One of my favorite activities in Udaipur involves going for a sunset walk by Fateh Sagar lake, which is about a 3 minute walk from my homestay. It’s a perfect way to clear my mind after a frustrating day at work. I can still make it for Fateh Sagar sunsets, but this walk takes about 10 minutes these days, trying to avoid potholes, open sewers, and putting too much weight onto my bad foot. These 7 extra minutes may not matter in the grand scheme of things, but I’ve noticed myself looking around more while I walk and noticing things about my neighborhood I’ve never thought of before.
Even mundane daily activities like showering and getting ready for the day take longer these days. I have to be careful to not hit my foot when the boot is off, and I have to choose clothes that fit around this giant piece of plastic around my right ankle. It takes more time, and I’m very aware of this slower pace to life.

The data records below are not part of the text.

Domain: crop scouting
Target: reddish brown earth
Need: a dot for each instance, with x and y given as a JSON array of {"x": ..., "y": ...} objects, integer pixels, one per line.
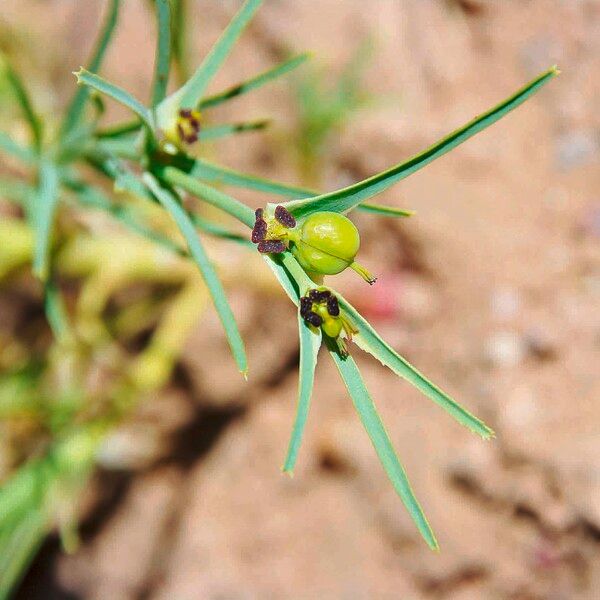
[{"x": 492, "y": 290}]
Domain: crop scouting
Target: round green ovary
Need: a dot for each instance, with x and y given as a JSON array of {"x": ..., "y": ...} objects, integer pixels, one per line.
[{"x": 327, "y": 244}]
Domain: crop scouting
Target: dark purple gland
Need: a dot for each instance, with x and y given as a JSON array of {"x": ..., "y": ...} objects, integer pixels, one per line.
[
  {"x": 271, "y": 247},
  {"x": 305, "y": 306},
  {"x": 319, "y": 295},
  {"x": 259, "y": 231},
  {"x": 284, "y": 217},
  {"x": 333, "y": 307},
  {"x": 314, "y": 319}
]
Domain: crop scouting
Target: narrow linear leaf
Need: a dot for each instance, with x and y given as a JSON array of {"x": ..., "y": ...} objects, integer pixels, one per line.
[
  {"x": 386, "y": 211},
  {"x": 163, "y": 51},
  {"x": 180, "y": 39},
  {"x": 217, "y": 230},
  {"x": 180, "y": 216},
  {"x": 17, "y": 191},
  {"x": 310, "y": 342},
  {"x": 217, "y": 131},
  {"x": 194, "y": 89},
  {"x": 381, "y": 441},
  {"x": 113, "y": 91},
  {"x": 210, "y": 195},
  {"x": 222, "y": 175},
  {"x": 19, "y": 547},
  {"x": 24, "y": 101},
  {"x": 370, "y": 341},
  {"x": 119, "y": 129},
  {"x": 76, "y": 108},
  {"x": 347, "y": 198},
  {"x": 43, "y": 212},
  {"x": 255, "y": 82}
]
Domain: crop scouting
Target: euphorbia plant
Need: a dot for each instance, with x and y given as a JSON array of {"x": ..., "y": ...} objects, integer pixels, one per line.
[{"x": 303, "y": 239}]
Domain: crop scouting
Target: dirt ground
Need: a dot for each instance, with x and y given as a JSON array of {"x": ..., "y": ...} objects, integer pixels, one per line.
[{"x": 492, "y": 290}]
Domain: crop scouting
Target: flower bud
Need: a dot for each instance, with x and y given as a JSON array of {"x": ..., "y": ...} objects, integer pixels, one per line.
[
  {"x": 327, "y": 244},
  {"x": 320, "y": 308}
]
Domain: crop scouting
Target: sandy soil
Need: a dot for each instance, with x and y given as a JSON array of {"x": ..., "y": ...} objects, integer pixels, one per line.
[{"x": 492, "y": 290}]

To me, living intentionally means thinking deeply about my every choice and understanding the value of every minute. Between hobbling up the stairs and wrapping my foot with an ace bandage, there’s simply less time in the day. Instead of scrolling through Instagram or watching an episode of TV, I find myself reading more, writing more, and spending more time with my host family. My broken foot and all of the struggles that come with it have made me reconsider how I spend my time and the power of my every choice. Hopefully, my foot heals quickly and I can get back to my bike, the gym, and my old independence before leaving Udaipur. I’m certainly not happy that I broke my foot, but perhaps I will look back on this period with a certain amount of gratitude for making me slow down and live more intentionally.